Discovery and Translation of Collocations from English to German

Adam Goforth
EECS 595
Fall 2005

Project Overview

What's a collocation?

A collocation is defined as "recurrent combinations of words that co-occur more often than expected by chance and that correspond to arbitrary word usages." [1] Basically, they're groups of words that often go together and usually mean something different when together than when they're apart. Examples are "The United Nations" and "Natural Language Processing".

What's the project about?

I implemented two pieces of software concerning Computational Linguistics and collocations. Both are reimplementations of previous work. The first is a reimplementation of Frank Smadja's Xtract program, described in the paper "Retrieving Collocations from Text: Xtract". [1] It takes a corpus and extracts collocations from it based on statistical information about the proximity of words to each other. The second is a reimplementation of Champollion, a program described by Smadja, McKeown and Hatzivassiloglou in "Translating Collocations for Bilingual Lexicons: A Statistical Approach". [2] Champollion takes collocations and a sentence aligned bilingual corpus and finds translations of the collocations using statistical methods.

Implementation Details

The implementations are written as command line tools in Java.

The sentence-aligned corpus used is the Europarl Corpus. One year's worth of procedings (2000) from the European Parliament was taken in English and German and used as the source and target corpora. Each language's corpus contains approximately 4.1 million words, 143,000 sentences and is about 23MB of text. The exact files used are included with the project files download as ep-00-en.txt and ep-00-de.txt

JXtract

JavaDoc

JXtract accepts a word and a corpus as input, and it outputs collocations found in the corpus containing the word. First, I found the most frequently used words in the corpus. Then, I gave this list to JXtract to try to find collocations. It runs rather slowly (it is not optimized for speed at all) and it takes on the order of 15 seconds to a minute to find each collocation. The output format looks like this:

_ the european union _ most _ _ _ _ _
_ _ _ _ _ most of us _ _ _
_ _ _ _ the most vulnerable _ _ _ _
_ _ _ _ the report presented _ _ _ _
_ _ _ _ _ report on competition policy _ _
_ _ _ _ the most _ _ in the world

Each underscore is a variable word. The outside underscores can generally be cut off, then you are (hopefully) left with collocations. Notice that some of these collocations have holes in the middle of them. For more extensive output from JXtract, see this file: collocations.txt

Limitations

The original Xtract uses a Part of Speech tagger and a parser to both increase accuracy and create phrasal templates. JXtract is self contained, and does not have these features.

JChampollion

JavaDoc

JChampollion accepts a sentence-aligned, bilingual corpus and a collocation in the source text (such as those produced by Xtract) and produces a translation of the collocation in the target language. The original Champollion was written for English as the source text and French as the target text, and used the Hansards Corpus for evaluation. JChampollion uses the Europarl Corpus with English as the source language and German as the target language. There is a preprocessing step to index the corpus. The Lucene indexer is used by JChampollion for this purpose.

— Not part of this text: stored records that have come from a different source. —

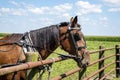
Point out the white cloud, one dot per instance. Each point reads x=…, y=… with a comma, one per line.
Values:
x=63, y=7
x=114, y=10
x=12, y=11
x=4, y=10
x=14, y=3
x=103, y=21
x=113, y=2
x=86, y=8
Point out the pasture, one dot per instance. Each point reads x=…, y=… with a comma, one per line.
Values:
x=93, y=43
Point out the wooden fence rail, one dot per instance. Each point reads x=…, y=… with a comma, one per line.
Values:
x=29, y=65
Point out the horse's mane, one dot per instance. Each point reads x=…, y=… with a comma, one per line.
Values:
x=11, y=38
x=46, y=38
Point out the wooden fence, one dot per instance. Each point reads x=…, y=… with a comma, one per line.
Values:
x=100, y=71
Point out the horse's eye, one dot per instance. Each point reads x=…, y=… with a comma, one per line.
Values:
x=77, y=37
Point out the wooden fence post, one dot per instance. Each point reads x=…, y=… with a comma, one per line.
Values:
x=101, y=63
x=117, y=61
x=32, y=74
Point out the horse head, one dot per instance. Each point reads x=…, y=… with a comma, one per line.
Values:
x=72, y=40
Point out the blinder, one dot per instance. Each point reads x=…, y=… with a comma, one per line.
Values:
x=77, y=37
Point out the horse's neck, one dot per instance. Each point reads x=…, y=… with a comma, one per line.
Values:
x=46, y=39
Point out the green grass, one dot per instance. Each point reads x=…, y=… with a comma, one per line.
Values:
x=103, y=38
x=93, y=43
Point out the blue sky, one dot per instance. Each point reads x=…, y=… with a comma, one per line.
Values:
x=97, y=17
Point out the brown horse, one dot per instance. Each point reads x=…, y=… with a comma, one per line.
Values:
x=44, y=40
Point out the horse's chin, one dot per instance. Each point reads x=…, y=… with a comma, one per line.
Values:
x=82, y=64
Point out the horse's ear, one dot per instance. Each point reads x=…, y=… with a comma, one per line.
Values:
x=75, y=20
x=71, y=20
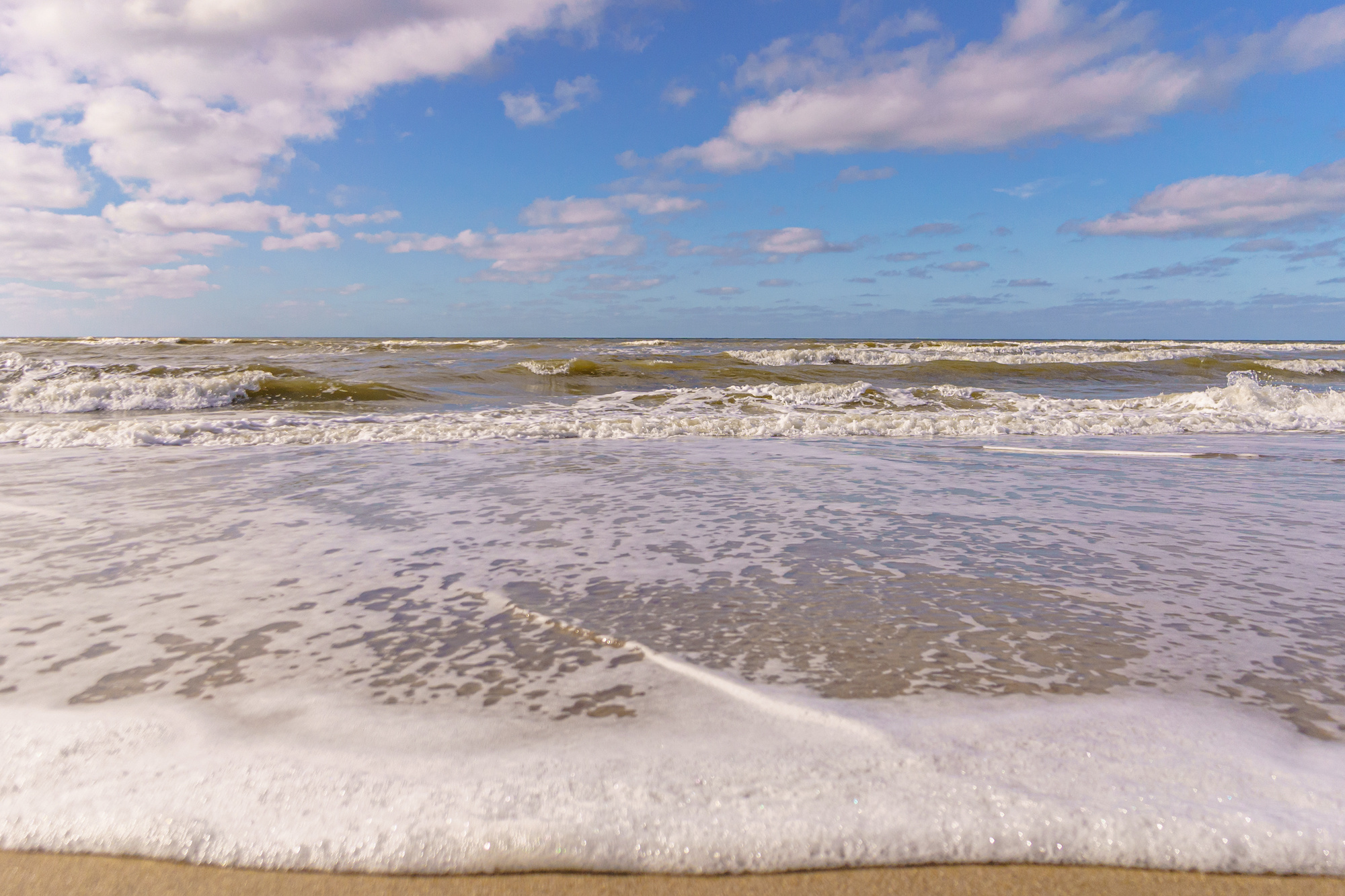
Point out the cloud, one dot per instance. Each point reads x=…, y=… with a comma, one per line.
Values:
x=188, y=104
x=1199, y=270
x=796, y=241
x=309, y=241
x=679, y=95
x=521, y=257
x=1052, y=71
x=909, y=256
x=617, y=283
x=855, y=174
x=37, y=177
x=89, y=253
x=1032, y=189
x=155, y=216
x=548, y=212
x=934, y=229
x=969, y=300
x=566, y=232
x=1230, y=206
x=1262, y=245
x=527, y=110
x=1328, y=249
x=777, y=245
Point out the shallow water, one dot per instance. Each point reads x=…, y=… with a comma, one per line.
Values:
x=430, y=631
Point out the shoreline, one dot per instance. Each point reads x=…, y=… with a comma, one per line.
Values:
x=56, y=873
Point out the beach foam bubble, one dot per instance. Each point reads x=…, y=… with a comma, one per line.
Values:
x=1245, y=405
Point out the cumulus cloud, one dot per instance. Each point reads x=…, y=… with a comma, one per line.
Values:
x=1262, y=245
x=186, y=104
x=855, y=174
x=766, y=245
x=564, y=232
x=617, y=283
x=1052, y=71
x=1230, y=206
x=548, y=212
x=37, y=177
x=527, y=110
x=1032, y=188
x=969, y=300
x=1199, y=270
x=309, y=241
x=909, y=256
x=934, y=229
x=89, y=253
x=679, y=95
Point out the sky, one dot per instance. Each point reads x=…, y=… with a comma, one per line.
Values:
x=673, y=169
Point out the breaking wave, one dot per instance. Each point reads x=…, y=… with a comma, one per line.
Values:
x=1245, y=405
x=54, y=388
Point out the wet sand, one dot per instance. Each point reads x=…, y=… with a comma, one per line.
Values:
x=49, y=874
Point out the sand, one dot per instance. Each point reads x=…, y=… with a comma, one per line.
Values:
x=48, y=874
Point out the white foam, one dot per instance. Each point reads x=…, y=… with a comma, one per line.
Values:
x=1308, y=365
x=709, y=786
x=56, y=388
x=747, y=412
x=1013, y=353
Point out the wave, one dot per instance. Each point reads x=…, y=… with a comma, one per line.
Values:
x=1307, y=365
x=56, y=388
x=1011, y=353
x=1245, y=405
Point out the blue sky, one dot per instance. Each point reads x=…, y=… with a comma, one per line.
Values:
x=524, y=167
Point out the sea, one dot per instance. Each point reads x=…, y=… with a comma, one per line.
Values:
x=428, y=606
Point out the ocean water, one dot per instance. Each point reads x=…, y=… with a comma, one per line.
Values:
x=679, y=606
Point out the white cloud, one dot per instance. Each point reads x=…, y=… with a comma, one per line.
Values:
x=1032, y=188
x=855, y=174
x=377, y=217
x=564, y=232
x=679, y=95
x=309, y=241
x=89, y=253
x=1199, y=270
x=796, y=241
x=778, y=244
x=528, y=110
x=532, y=253
x=1052, y=71
x=155, y=216
x=617, y=283
x=1230, y=206
x=548, y=212
x=197, y=101
x=37, y=177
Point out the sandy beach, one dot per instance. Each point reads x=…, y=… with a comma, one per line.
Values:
x=42, y=874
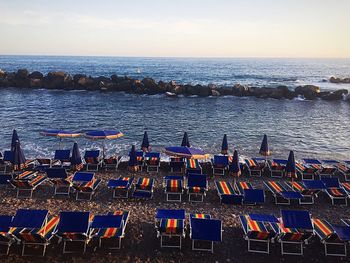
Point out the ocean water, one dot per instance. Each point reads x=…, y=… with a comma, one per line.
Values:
x=310, y=128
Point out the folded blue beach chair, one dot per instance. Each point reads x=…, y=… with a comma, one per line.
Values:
x=205, y=231
x=220, y=164
x=121, y=186
x=73, y=227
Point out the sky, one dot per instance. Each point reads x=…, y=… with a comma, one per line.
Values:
x=181, y=28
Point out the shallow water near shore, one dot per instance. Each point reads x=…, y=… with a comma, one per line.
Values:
x=310, y=128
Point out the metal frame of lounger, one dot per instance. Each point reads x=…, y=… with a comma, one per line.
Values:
x=329, y=244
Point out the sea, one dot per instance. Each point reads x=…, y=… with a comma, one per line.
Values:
x=313, y=129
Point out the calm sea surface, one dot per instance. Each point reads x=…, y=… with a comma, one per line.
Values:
x=310, y=128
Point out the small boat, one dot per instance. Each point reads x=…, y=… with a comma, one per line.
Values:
x=170, y=94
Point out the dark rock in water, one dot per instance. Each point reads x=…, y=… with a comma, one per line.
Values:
x=36, y=75
x=339, y=80
x=335, y=95
x=310, y=92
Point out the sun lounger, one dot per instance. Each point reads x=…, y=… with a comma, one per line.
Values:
x=152, y=161
x=197, y=186
x=277, y=167
x=33, y=228
x=203, y=232
x=174, y=189
x=193, y=166
x=255, y=166
x=177, y=165
x=220, y=164
x=112, y=163
x=6, y=238
x=335, y=192
x=282, y=195
x=144, y=187
x=110, y=228
x=73, y=227
x=121, y=186
x=170, y=225
x=227, y=194
x=250, y=194
x=259, y=231
x=26, y=182
x=333, y=237
x=85, y=184
x=344, y=169
x=93, y=160
x=61, y=181
x=295, y=231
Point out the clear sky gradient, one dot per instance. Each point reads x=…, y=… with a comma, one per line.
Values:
x=181, y=28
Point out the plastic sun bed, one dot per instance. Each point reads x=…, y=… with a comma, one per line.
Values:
x=61, y=181
x=170, y=225
x=277, y=167
x=85, y=184
x=227, y=194
x=259, y=231
x=333, y=237
x=121, y=186
x=250, y=194
x=220, y=164
x=255, y=166
x=282, y=195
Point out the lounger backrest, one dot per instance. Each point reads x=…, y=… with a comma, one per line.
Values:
x=62, y=155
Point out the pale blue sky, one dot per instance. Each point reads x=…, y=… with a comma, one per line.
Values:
x=191, y=28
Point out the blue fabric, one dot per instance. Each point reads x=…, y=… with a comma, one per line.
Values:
x=73, y=222
x=57, y=173
x=291, y=195
x=206, y=229
x=62, y=155
x=311, y=161
x=263, y=218
x=5, y=223
x=107, y=221
x=331, y=182
x=198, y=180
x=26, y=218
x=170, y=213
x=83, y=176
x=185, y=140
x=314, y=184
x=254, y=196
x=296, y=219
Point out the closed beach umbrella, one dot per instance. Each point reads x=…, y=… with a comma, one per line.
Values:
x=224, y=145
x=18, y=161
x=76, y=161
x=185, y=141
x=235, y=169
x=145, y=143
x=264, y=148
x=185, y=152
x=14, y=140
x=103, y=135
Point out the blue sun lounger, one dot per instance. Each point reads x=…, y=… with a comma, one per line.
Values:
x=85, y=184
x=170, y=225
x=121, y=186
x=33, y=228
x=220, y=164
x=333, y=237
x=93, y=160
x=259, y=231
x=205, y=231
x=73, y=227
x=61, y=181
x=6, y=238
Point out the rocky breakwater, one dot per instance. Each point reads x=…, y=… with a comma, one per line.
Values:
x=64, y=81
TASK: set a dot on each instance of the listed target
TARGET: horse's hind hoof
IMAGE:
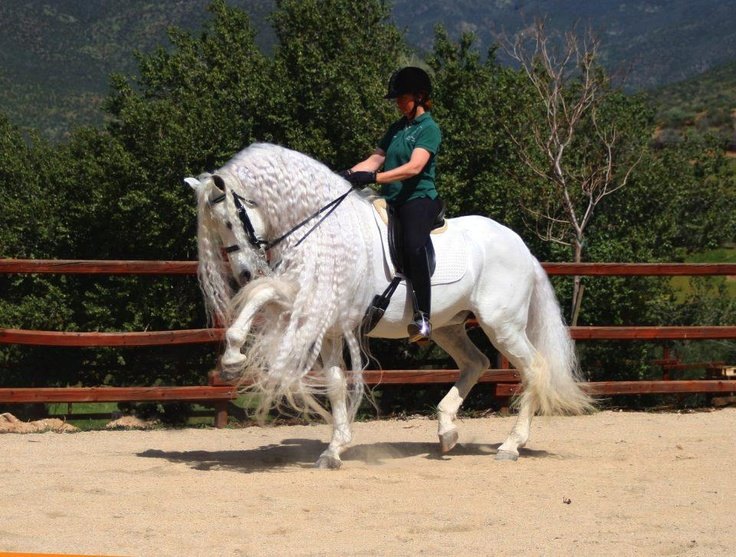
(328, 463)
(507, 455)
(448, 440)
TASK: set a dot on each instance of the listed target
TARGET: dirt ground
(612, 483)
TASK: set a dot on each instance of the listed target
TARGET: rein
(257, 242)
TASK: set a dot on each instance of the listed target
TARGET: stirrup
(420, 330)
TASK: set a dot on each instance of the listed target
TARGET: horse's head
(230, 229)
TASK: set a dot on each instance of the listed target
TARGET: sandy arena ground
(613, 483)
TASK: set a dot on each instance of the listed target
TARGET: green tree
(331, 66)
(473, 97)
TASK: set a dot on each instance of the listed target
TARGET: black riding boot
(419, 278)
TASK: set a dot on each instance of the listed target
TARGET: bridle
(266, 245)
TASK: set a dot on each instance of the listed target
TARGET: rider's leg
(417, 217)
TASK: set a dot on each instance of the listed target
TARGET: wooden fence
(219, 394)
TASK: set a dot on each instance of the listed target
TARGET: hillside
(704, 104)
(55, 57)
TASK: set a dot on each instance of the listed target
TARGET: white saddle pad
(450, 248)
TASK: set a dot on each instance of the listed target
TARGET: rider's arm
(419, 159)
(372, 163)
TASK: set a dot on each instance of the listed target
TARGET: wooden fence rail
(218, 394)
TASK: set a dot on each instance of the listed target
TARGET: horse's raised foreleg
(236, 334)
(341, 431)
(472, 363)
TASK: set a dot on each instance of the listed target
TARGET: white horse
(310, 255)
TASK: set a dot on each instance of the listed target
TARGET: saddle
(380, 302)
(393, 225)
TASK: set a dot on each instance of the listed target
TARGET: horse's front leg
(341, 430)
(233, 358)
(472, 363)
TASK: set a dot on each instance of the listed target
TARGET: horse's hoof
(328, 463)
(448, 440)
(507, 455)
(229, 374)
(232, 362)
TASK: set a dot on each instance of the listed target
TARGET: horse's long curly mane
(324, 281)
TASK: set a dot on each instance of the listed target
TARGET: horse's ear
(219, 182)
(193, 182)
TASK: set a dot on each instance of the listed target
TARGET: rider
(407, 154)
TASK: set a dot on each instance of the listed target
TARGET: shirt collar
(419, 119)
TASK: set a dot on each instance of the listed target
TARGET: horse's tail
(551, 386)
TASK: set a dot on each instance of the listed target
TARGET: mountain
(56, 55)
(703, 104)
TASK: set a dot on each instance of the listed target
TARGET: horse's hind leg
(341, 431)
(472, 363)
(515, 345)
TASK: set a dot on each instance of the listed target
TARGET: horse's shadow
(302, 453)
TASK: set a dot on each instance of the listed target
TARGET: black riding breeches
(417, 217)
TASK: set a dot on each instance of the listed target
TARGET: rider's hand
(359, 177)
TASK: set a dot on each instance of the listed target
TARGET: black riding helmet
(409, 80)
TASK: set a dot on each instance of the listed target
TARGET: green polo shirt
(398, 143)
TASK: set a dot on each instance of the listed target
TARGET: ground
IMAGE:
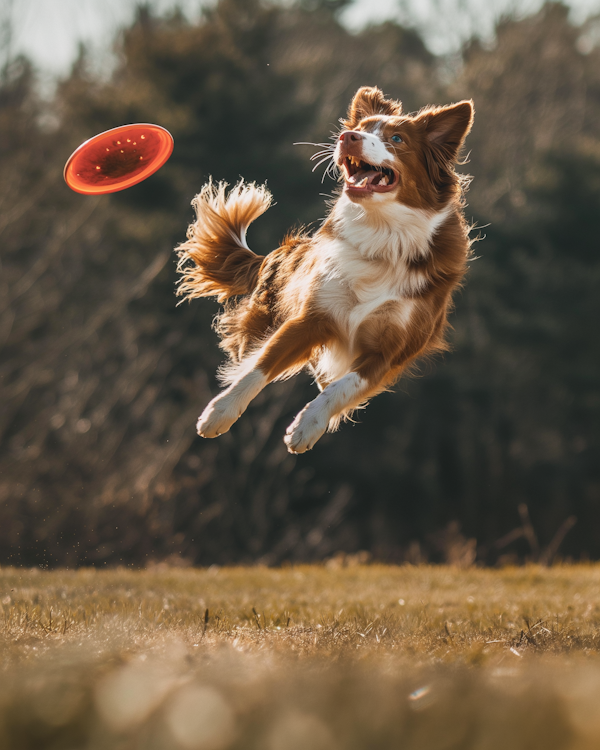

A few samples of the output:

Source Language Collocation JChampollion Output
Madam President frau präsidentin
member states mitgliedstaaten
the committee on agriculture and rural development landwirtschaft ländliche
report on competition policy wettbewerbspolitik

Limitations

JChampollion is as close to the original implementation of Champollion as could be achieved from reading the paper describing its algorithm. The only detail that is left vague is that the authors of the paper mention that they do not return closed class words from the target language in their translations, because their frequency messes up the statistical correlation data for the rest of the corpus. However, they don't specify exactly which closed class words they exclude. In JChampollion, most of the German articles and prepositions are excluded (with some morphological differences accounted for), but nothing else. Nevertheless, the lack of prepositions and articles greatly reduces the accuracy of the translations.

The index files for the corpus are rather large, about 50% larger than the corpus itself. Ideally the index would be kept in memory, but as the corpus size grows, this becomes impractical. So, the index is used from the hard disk.

Files

JChampollion

Download Binary Jar & Source Code

Usage: unzip the files to a directory, then run "java -jar jchamp.jar" for help information.
Note: the first time JChampollion is run with a new corpus, it must be run with the -index option, which will build a new index. This operation will take several minutes to complete. From then on it can be run without the -index option, unless the corpus changes.

JXtract

Download Binary Jar & Source Code

Usage: unzip the files to a directory, then run "java -jar jxtract.jar" for help information.

Poster

OpenDocument Format
PDF Format

References

[1] Smadja, F. 1993. Retrieving collocations from text: Xtract. Comput. Linguist. 19, 1 (Mar. 1993), 143-177.
[2] Smadja, F., McKeown, K. R., and Hatzivassiloglou, V. 1996. Translating collocations for bilingual lexicons: a statistical approach. Comput. Linguist. 22, 1 (Mar. 1996), 1-38.